Just as a Gen Y member might order the same dish off the menu every time he visits a favorite restaurant, he may also stick to a comfort zone when it comes to banking activities. Maybe that’s handing a check to the teller or maybe it’s using robust mobile banking services. But Gen Y likes to be in the driver’s seat, and they want the freedom to change their minds.
“Gen Y is a group that wants to do business the way they like,” Levy said. “They don’t like being told what to do and they like to have choices.”
So, what should CUs consider when building a menu of services? One must-have is the ability to access accounts anytime, anywhere, Levy said. A mobile banking application, remote-deposit capture capabilities and a reliable online banking system all play into fulfilling the need for 24/7 accessibility. Speed and efficiency are important factors to take into account when implementing any type of service because regardless of a member’s choice of banking method, it has to be fast and reliable.
Levy, whose company offers paperless technology solutions, mentioned the appeal of eco-friendly services to Gen Y and suggests CUs take the paperless route whenever possible. However, he added that CUs are more inclined to implement paperless technology for return on investment purposes, not because they want to be green.
Another quality that Gen Y seeks in a financial institution is trustworthiness. As they grow older, they’ll need the same financial products used by their parents and grandparents and no doubt want those products to come from an institution they can rely on. “Gen Y has grown up,” Levy said. “As they get jobs and become more productive, they’re looking to take out loans and such.”

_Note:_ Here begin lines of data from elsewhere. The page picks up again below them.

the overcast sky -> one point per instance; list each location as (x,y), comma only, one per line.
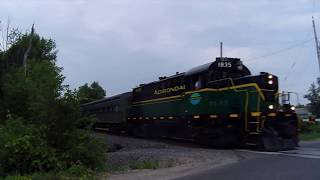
(122,43)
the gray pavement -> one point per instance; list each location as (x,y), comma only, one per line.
(300,164)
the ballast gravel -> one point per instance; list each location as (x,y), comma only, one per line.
(136,158)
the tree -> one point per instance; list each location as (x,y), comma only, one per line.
(314,97)
(90,93)
(40,115)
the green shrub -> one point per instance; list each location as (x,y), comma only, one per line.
(24,150)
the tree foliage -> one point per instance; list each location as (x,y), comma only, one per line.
(39,116)
(90,93)
(314,97)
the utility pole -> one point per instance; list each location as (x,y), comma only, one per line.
(317,42)
(221,55)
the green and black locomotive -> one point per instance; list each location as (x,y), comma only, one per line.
(218,104)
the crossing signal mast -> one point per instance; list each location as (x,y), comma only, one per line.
(317,42)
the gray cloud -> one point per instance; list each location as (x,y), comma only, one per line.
(122,43)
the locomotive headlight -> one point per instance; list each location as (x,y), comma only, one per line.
(271,107)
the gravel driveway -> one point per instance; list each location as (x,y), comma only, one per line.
(134,158)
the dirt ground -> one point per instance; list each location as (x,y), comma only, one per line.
(135,159)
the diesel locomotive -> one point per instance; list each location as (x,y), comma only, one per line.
(217,104)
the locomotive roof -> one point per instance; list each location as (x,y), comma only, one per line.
(199,69)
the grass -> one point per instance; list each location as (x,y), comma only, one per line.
(310,131)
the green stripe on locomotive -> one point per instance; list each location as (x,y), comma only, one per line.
(204,102)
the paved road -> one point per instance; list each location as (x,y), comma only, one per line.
(300,164)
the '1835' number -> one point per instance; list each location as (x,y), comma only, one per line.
(225,64)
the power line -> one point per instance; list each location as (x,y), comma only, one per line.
(281,50)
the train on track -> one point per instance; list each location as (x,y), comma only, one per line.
(217,104)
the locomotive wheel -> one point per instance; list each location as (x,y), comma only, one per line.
(142,130)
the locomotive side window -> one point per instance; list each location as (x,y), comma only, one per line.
(196,82)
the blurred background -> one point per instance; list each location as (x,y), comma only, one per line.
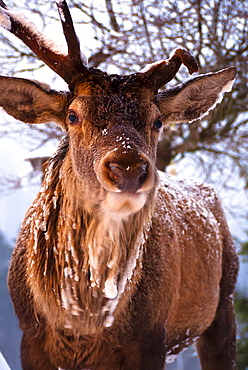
(122,36)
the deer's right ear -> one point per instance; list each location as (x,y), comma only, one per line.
(32,102)
(196,97)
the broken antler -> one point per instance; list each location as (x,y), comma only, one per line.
(163,71)
(65,65)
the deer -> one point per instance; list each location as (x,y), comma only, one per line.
(118,265)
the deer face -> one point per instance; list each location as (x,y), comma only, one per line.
(113,138)
(112,121)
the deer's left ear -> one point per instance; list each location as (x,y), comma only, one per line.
(32,102)
(196,97)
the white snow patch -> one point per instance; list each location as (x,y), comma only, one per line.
(5,20)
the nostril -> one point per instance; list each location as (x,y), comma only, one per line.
(114,172)
(127,177)
(143,174)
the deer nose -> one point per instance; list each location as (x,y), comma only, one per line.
(130,172)
(127,178)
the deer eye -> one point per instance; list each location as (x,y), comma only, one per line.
(157,124)
(72,117)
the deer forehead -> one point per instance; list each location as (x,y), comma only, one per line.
(113,108)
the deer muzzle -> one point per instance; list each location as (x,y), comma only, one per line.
(126,172)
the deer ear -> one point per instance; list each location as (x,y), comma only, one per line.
(196,97)
(32,102)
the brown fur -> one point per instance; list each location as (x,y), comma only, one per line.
(118,266)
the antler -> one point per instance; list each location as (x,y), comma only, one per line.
(163,71)
(66,66)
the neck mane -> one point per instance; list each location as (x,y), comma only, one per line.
(84,263)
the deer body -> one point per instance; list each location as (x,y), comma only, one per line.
(118,266)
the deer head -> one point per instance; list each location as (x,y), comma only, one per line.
(113,122)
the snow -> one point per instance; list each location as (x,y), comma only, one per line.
(5,21)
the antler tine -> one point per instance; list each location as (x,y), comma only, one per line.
(44,48)
(163,71)
(71,37)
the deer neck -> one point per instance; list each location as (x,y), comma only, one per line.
(88,262)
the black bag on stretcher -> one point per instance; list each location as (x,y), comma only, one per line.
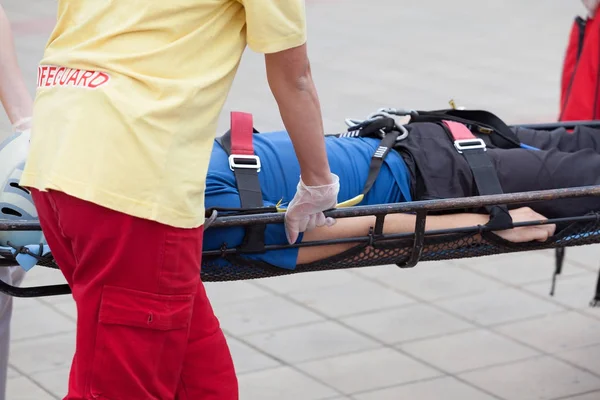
(580,89)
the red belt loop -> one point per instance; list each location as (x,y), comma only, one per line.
(463,137)
(241,134)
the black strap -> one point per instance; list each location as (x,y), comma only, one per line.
(386,144)
(484,123)
(484,174)
(486,180)
(248,185)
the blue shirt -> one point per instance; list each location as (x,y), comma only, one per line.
(349,158)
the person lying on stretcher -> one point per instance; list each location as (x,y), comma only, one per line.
(425,165)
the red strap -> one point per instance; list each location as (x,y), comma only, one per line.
(241,133)
(458,130)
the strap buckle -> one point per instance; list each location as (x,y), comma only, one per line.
(469,144)
(245,162)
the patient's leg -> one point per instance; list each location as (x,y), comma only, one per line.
(521,170)
(582,137)
(405,223)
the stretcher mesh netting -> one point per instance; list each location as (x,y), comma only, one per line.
(399,251)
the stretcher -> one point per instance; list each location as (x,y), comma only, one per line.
(404,250)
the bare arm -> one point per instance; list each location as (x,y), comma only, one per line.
(291,83)
(405,223)
(13,94)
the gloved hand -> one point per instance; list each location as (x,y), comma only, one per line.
(305,211)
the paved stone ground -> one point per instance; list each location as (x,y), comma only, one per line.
(473,329)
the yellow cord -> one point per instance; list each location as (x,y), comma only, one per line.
(348,203)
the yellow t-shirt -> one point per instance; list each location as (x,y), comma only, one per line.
(129,93)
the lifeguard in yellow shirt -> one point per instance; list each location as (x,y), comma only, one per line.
(124,119)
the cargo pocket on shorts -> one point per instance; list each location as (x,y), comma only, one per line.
(140,344)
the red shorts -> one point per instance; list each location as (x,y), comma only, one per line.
(145,327)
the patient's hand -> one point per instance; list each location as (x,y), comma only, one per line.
(527,233)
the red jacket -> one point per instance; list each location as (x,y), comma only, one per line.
(580,84)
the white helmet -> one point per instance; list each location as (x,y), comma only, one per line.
(16,203)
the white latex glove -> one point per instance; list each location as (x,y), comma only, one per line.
(305,211)
(591,6)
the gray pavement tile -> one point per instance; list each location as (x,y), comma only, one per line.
(542,378)
(39,322)
(572,291)
(262,314)
(309,342)
(43,354)
(231,292)
(433,281)
(555,333)
(247,359)
(522,268)
(584,357)
(368,370)
(55,381)
(22,388)
(282,383)
(435,389)
(499,306)
(468,351)
(358,296)
(307,281)
(407,323)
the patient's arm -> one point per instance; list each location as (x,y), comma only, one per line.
(405,223)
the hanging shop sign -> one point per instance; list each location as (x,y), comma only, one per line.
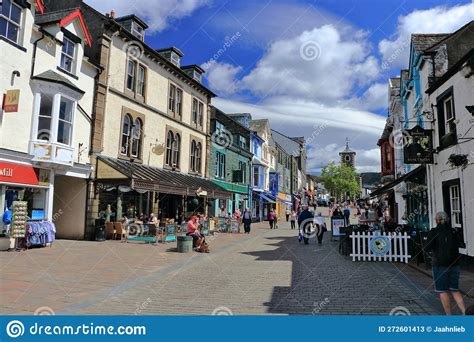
(11,100)
(20,174)
(19,217)
(418,148)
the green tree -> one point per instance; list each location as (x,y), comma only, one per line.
(340,180)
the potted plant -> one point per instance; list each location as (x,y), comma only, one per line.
(458,160)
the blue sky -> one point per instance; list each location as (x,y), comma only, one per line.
(317,69)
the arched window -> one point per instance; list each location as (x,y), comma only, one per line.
(169,148)
(137,138)
(193,156)
(126,128)
(176,150)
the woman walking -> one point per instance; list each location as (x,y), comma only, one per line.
(293,219)
(247,221)
(271,218)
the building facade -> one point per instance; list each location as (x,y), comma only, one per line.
(230,162)
(45,123)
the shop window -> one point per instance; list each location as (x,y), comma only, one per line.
(10,21)
(68,55)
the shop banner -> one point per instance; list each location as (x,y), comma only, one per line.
(274,329)
(20,174)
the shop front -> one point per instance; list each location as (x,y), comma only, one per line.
(123,189)
(21,182)
(239,200)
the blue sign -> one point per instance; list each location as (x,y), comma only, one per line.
(380,245)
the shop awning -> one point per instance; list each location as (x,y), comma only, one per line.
(389,187)
(147,178)
(281,199)
(237,188)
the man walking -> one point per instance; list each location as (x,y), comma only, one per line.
(444,243)
(305,221)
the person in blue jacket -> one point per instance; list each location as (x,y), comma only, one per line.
(7,220)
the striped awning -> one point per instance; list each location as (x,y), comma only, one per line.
(148,178)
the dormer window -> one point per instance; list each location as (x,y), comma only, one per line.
(138,31)
(197,76)
(67,55)
(175,59)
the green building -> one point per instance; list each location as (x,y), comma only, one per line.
(230,162)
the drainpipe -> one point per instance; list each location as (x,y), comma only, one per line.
(33,59)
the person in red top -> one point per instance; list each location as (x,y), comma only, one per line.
(192,229)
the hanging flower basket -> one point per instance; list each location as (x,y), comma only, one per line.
(458,160)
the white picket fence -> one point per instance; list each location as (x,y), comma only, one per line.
(396,243)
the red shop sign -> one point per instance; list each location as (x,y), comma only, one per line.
(20,174)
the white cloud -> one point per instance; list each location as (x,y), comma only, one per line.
(324,127)
(156,13)
(322,64)
(222,77)
(375,97)
(440,19)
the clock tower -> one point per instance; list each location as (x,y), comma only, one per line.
(348,156)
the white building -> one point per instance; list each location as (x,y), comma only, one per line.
(448,76)
(45,124)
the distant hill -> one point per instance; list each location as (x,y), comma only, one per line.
(370,178)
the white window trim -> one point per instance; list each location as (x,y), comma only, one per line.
(19,25)
(451,201)
(73,57)
(53,136)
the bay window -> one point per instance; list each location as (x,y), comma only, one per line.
(10,20)
(55,118)
(68,55)
(66,108)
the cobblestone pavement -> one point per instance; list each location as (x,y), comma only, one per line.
(266,272)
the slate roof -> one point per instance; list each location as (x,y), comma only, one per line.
(53,17)
(51,76)
(286,143)
(422,41)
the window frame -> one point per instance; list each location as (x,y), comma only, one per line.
(67,42)
(9,21)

Do I agree that Gen Y has to have it their way? Sure. For the past week, I’ve been in San Francisco working on my freelance assignments from coffee shops and friends’ apartments, simply because I can. Do I represent Gen Y as a whole? Not at all. Two blocks away from me, I’ll bet there’s a guy my age who is perfectly happy in a structured, 9 to 5 job. Gen Y is coming of age in a world full of many choices, and in order to enjoy a limitless journey, they need flexibility.